7 Drive Bays with Dual Large Cooling Fans
The image below shows the 7 drive bay area (empty in this photo). Daystar's harness has the drive power supply connectors properly positioned for each drive and the standard narrow SCSI ribbon cable also was made to 'fall into place' for drives placed there. Note that with a SCSI CDROM you'd not be able to have use all 7 drive bays (you'd be out of SCSI IDs). However with a PCI SCSI Card (Daystar planned for this) the drive bays are put to good use. I'm currently using two ATTO SCSI cards. Another plus of the 6 PCI slots and internal expansion capability the Genesis provides.

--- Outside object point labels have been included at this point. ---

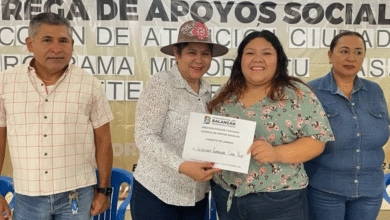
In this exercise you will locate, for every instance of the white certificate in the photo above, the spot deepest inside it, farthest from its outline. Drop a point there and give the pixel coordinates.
(219, 139)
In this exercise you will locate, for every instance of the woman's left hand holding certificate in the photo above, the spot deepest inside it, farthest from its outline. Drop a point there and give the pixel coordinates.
(199, 171)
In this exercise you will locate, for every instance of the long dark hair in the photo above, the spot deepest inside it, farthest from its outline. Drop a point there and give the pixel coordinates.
(236, 84)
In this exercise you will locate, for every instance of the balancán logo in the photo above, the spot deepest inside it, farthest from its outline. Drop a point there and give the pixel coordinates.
(207, 119)
(224, 122)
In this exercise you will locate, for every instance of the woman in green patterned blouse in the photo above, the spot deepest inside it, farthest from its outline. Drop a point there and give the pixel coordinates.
(291, 128)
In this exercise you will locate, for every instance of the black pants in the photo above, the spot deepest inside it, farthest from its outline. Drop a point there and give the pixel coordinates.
(146, 206)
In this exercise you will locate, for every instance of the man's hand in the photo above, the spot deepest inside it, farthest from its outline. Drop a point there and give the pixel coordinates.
(199, 171)
(4, 208)
(100, 203)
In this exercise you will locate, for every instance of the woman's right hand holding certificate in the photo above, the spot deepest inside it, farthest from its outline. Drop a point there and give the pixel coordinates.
(199, 171)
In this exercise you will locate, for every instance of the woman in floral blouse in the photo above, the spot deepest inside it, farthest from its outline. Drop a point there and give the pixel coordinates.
(291, 128)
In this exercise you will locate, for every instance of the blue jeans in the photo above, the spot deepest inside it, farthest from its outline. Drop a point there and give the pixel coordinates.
(53, 207)
(144, 205)
(283, 205)
(328, 206)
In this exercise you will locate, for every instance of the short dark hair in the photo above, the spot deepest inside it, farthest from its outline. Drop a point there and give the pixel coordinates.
(236, 84)
(181, 46)
(336, 38)
(46, 18)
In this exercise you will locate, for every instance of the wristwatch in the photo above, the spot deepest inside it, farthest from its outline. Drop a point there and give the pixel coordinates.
(105, 191)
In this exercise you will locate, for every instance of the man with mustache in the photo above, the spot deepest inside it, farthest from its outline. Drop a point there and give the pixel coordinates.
(55, 117)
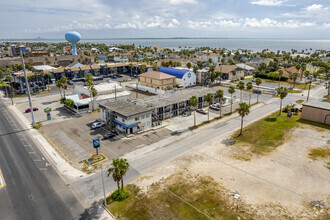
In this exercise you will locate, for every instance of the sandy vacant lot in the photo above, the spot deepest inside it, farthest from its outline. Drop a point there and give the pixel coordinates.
(280, 184)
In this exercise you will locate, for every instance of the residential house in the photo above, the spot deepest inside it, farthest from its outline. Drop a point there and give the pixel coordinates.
(126, 117)
(157, 80)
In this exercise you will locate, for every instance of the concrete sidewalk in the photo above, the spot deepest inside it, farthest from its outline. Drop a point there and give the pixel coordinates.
(66, 171)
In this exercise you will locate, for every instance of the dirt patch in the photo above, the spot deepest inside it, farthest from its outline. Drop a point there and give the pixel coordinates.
(282, 183)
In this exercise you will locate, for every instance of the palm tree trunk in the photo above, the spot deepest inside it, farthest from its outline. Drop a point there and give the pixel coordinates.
(279, 82)
(195, 118)
(231, 103)
(258, 95)
(241, 126)
(118, 187)
(220, 107)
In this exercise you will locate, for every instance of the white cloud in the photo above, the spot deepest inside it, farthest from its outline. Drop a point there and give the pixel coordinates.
(268, 2)
(180, 2)
(314, 7)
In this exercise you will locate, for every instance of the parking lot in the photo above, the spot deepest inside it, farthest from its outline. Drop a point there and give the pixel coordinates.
(75, 138)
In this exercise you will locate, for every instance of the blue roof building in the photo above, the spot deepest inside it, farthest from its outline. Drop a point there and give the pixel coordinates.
(184, 77)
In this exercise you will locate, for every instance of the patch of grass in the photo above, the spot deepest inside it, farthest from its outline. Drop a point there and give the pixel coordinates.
(165, 203)
(321, 152)
(95, 159)
(25, 95)
(300, 101)
(266, 134)
(316, 124)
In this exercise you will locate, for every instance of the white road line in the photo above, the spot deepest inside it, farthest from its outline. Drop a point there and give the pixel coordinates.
(2, 180)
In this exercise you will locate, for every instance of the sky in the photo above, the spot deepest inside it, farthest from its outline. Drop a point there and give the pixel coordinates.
(305, 19)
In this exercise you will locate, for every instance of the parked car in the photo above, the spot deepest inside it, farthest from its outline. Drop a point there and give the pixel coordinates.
(29, 110)
(202, 111)
(109, 135)
(215, 107)
(98, 125)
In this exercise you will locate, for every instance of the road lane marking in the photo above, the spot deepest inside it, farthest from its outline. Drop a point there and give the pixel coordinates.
(2, 180)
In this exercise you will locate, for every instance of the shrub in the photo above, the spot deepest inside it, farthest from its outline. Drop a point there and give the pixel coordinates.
(62, 100)
(123, 195)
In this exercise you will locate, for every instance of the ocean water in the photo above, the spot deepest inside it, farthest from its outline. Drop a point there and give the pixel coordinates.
(253, 44)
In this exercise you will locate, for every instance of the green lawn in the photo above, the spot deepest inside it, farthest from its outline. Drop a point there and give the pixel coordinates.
(301, 86)
(38, 93)
(265, 135)
(300, 101)
(160, 203)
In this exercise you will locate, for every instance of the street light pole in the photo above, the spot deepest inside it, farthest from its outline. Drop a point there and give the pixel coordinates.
(28, 89)
(309, 89)
(105, 198)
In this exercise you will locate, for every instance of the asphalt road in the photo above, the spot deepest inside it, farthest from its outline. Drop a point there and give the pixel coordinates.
(90, 186)
(33, 188)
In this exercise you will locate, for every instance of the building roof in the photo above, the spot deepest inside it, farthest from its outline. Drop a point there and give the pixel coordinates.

Drives Installed in Cage: The image below shows the drive bays filled (top to bottom) with a narrow Seagate Barracuda (on the stock SCSI bus as a backup boot drive), a wide SCSI Seagate Cheetah 4.5GB boot drive and a 4 drive RAID 0 striped array of disks (Atlas II 2.2GB drives). The Cheetah and RAID array drives are driven by two ATTO ExpressPCI UW SCSI cards. One ATTO card drives the boot Cheetah and two Atlas II drives, the other ATTO card drives only the final two Altlas II drives of the array.
SoftRaid 2.1.5 is used for both the Cheetah boot disk and the RAID array. It's simply the fastest RAID and single disk driver I've ever seen. Performance is excellent for both with Macbench 5.0 disk scores in the 1500+ range for the Cheetah alone. The RAID array delivered 55+MB/sec peak speeds even with the lower cost Atlas II drives. Next year I'll be replacing them with Ultra2 drives perhaps but for now they provide all the speed and storage needed for video capture and Photoshop work for instance.
6 PCI slots - 12 DIMM slots
The image below shows the PCI slot and RAM slots of the Genesis. As shown both are literally filled. Having 6 PCI slots is a real bonus - no need to make compromises on what PCI cards you want to use as is often the case in 3 PCI slot Macs. I have 2 UW SCSI Cards, two video cards, a Fuse Video Capture card and 3Dfx Voodoo2 card. That array is not possible in a 3 slot Mac.
Current PCI cards installed in the slots are:
- ATTO PCI SCSI #1
- 3D Overdrive (3fdx card piggybacks on MP540)
- FWdepot.com PCI Firewire controller
- ATTO PCI SCSI #2
- Aurora Design Fuse Video Capture Card
- Formac Proformance 3 Video Card
The original Ultimate Rez card was later replaced with a far faster (in 2D and the Ultimate Rez really blew chunks in 3D) Formac Proformance 3. The Macbench graph below however shows the performance with the IXMicro Ultimate Rez installed and has not been updated. Scores with the Proformance 3 can be seen in my review of the card.
(Summer 2000 Note:) If 3dfx can ever get the bugs fixed and the 2nd graphics chip enabled, I'd consider putting a dual-chip PCI Voodoo5 card in this machine. In my Voodoo5 PCI Review, I did some quick tests in the Genesis/9500 but only one of the two graphics chips are fully enabled in this 'unsupported' Mac (officially only Apple Beige G3 and later Macs are supported/warrantied with the Voodoo5).
Here's a MacBench 5.0 snapshot of performance as of Nov 98 with the above components:
Sure there are higher CPU scoring systems now but I still like this system. With internal 4-drive RAID, enough RAM for any task, video capture, dual monitors (Trinitron 20" and 21") and even 3Dfx support this Mac covers all the bases better than any single system I've owned as of 2000. (As of the time I'm writing this - who knows what the future will hold of course.)
RAID Performance: Although the SCSI cards are only UW (not Ultra2 or faster SCSI) and the drives are far slower than the current crop of Ultra2 or 10,000 RPM drives, the four 2GB Quantum Atlas II UW drives perform pretty well using Softraid:
If these drives were more modern models and the SCSI cards were Ultra2 or Ultra/160, performance would be much higher of course.